Top-down programming is a programming style in which design begins by
specifying complex pieces and then dividing them into successively smaller
pieces. Eventually, the components are specific enough to be coded and the
program is written. The technique for writing a program using top-down methods
is to write a main procedure that names all the major functions it will need.
Later, the programming team looks at the requirements of each of those
functions and the process is repeated. These compartmentalized sub-routines
eventually will perform actions so simple they can be easily and concisely
coded. When all the various sub-routines have been coded the program is done.
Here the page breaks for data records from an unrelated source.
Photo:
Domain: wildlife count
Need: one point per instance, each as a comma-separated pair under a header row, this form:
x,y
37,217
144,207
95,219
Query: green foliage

Q.41 What are compilers and interpreters? List
the advantages of an interpreter over a compiler. Under which situations you will prefer to use
interpreter over compiler. (8)
Ans:
Compiler and
Interpreter: These are two types of language
translators.
A compiler converts the source program
(user-written program) into an object code (machine language by checking the
entire program before execution. If the program is error free, object program
is created and loaded into memory for execution. A compiler produces an error
list of the program in one go and all have to be taken care even before the
execution of first statement begin. It takes less time for execution. An
interpreter is also a language translator that translates and executes
statements in the program one by one. It work on one statement at a time and if
error free, executes the instruction before going to second instruction.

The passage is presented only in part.